Я вскочил в трамвай и доехал до угла Уяздовских аллей и Пенкной. Здесь были густо расставлены ежи и надолбы, поскольку район был немецким и в нем жили все главари террора. Я шел уверенно, как человек, который настолько привык к виду часовых с оружием на боевом взводе, что не обращает на них ни малейшего внимания. Миновав Аллею Роз, я свернул в Котиковую и дошел до Аллеи Пшиятюл. До войны эта улица считалась символом роскоши: здесь были построены превосходные, самые современные по тому времени дома для богачей, и плата за квартиру в них значительно превышала месячное жалованье среднего служащего. Теперь здесь под охраной жандармов жила вся гитлеровская знать: офицеры полиции, гестаповцы, служащие немецкой администрации и функционеры национал-социалистской партии. Я прошел по пустой улочке и вошел в один из домов. В его подъездах было чисто и просторно, стены были обшиты деревом, лестница ярко освещена. Я позвонил в дверь на третьем этаже. Она тут же открылась: передо мной стоял мужчина в коричневом мундире. Я проскользнул в холл.
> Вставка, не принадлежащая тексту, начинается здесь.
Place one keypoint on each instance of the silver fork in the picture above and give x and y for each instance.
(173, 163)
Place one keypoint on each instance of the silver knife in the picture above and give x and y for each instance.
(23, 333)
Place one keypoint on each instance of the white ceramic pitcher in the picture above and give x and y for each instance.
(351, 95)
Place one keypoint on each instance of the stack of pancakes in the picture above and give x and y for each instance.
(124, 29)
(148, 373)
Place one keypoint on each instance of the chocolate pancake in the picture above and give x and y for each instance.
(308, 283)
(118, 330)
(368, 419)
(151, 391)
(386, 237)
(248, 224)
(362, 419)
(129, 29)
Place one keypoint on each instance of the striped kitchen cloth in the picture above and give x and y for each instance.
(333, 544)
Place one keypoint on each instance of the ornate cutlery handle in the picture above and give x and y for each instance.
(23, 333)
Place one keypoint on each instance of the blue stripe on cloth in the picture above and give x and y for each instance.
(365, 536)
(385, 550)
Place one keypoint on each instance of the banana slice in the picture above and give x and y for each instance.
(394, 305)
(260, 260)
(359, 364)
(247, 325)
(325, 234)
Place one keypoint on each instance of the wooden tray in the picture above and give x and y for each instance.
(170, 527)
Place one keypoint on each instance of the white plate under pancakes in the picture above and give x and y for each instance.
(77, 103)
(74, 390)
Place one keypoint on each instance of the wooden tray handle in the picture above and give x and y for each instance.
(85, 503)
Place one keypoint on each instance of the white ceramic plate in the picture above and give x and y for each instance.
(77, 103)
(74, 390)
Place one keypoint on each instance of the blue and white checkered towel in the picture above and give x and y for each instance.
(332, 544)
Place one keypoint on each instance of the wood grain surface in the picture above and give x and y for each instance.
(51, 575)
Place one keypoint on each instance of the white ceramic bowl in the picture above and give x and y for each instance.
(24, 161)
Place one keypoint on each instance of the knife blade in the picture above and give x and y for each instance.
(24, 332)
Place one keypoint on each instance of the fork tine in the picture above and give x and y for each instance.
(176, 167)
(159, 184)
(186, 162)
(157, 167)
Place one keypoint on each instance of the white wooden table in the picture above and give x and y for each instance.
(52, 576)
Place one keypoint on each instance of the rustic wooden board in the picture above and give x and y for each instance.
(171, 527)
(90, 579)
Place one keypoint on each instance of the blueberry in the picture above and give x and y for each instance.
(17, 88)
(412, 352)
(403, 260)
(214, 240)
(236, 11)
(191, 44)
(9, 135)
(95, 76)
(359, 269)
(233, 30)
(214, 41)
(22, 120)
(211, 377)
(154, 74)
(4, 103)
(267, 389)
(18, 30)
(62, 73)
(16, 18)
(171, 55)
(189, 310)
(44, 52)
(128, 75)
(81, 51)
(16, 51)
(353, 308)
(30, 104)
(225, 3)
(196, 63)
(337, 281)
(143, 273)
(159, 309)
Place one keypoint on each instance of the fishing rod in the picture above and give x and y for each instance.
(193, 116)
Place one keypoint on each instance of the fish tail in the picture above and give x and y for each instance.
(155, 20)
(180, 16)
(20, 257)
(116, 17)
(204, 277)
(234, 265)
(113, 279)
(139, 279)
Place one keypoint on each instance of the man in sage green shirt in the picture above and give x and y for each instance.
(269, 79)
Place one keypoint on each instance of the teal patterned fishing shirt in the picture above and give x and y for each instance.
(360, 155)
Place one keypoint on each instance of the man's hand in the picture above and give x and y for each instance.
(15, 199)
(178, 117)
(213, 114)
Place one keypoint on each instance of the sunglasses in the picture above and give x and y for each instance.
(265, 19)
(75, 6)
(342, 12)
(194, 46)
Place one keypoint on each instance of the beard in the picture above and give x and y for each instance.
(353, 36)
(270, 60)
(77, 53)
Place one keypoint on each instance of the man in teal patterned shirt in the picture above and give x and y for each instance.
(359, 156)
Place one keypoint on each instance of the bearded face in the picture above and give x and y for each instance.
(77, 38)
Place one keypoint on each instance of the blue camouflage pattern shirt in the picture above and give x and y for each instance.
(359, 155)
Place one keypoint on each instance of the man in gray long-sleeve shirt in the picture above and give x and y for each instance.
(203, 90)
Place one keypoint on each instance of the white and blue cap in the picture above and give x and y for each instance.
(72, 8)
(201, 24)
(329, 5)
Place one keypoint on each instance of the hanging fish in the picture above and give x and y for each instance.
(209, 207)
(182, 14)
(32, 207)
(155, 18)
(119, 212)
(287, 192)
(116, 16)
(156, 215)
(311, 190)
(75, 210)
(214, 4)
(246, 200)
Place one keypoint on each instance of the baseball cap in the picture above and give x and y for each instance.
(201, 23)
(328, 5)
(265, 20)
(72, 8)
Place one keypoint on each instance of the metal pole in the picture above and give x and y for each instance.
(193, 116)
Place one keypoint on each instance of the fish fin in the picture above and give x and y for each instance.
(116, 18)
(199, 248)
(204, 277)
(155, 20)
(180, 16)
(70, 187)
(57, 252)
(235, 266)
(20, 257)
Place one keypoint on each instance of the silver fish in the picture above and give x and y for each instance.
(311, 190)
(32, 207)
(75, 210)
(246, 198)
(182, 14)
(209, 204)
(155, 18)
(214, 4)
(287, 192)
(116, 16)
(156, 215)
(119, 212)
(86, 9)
— Извини, что встречаю тебя в этом,— сказал он по-польски, указывая на мундир,— но я только что вернулся с собрания.
Мы пожали друг другу руки. Он ввел меня в комнату. На письменном столе высился большой «Телефункен», по которому передавали танцевальную музыку. Радиоприемник, открыто стоявший в комнате на видном месте, поразил меня. Видно, конспирация стала моей второй натурой. Я переключил его на короткие волны и попытался поймать Лондон, «Голос Америки» или еще какую-нибудь станцию по ту сторону фронта. Комната наполнилась громким скрежетом и визгом.
— Малость потише,— улыбнулся хозяин дома.— Мой сосед гестаповец. Выпьешь водки?
Я снова поймал танцевальную музыку.
— Схвачен один из работников мастерской,— сказал я.— На организацию производства в новом помещении уйдет не меньше недели. Не приноси ламп в кондитерскую, пока я не дам тебе знать.
— Они у меня дома,— ответил тот.— Могут подождать здесь. Кто-то выдал?
— Нет, попал по собственной глупости,— вздохнул я, усаживаясь поудобнее в кресло.— И угораздило же его прямо в день моего рождения!
Мой хозяин просиял и налил мне рюмку сливовицы
— Всего тебе самого лучшего! — воскликнул он, пожимая мне руку.— Через год, в это время, в свободной Польше! Прозит!
— Ну, тогда я закачу целый пир! — пообещал я и выпил.
Я очень любил его. Этот на редкость сердечный малый был готов на все и, казалось, совершенно не знал страха. Несколько месяцев назад мне порекомендовали его как специалиста по радиотехнике. Его заставили надеть немецкий мундир, поскольку он был силезским немцем, но он вырос среди поляков и ни за что не хотел воевать против них. Ему удалось отвертеться от фронта под предлогом какой-то болезни, он попал на предприятие Филипса и занял пост директора. Он оказывал нам огромные услуги, и кое-кому приходило в голову: уж не поражения ли немцев на фронтах толкнули его вступить ради будущего в подпольную организацию? Я-то ни секунды не сомневался в его искренности, а позднее его отвага и презрение к смерти заставили и других отказаться от всяких предположений о его возможном корыстолюбии или расчетливости.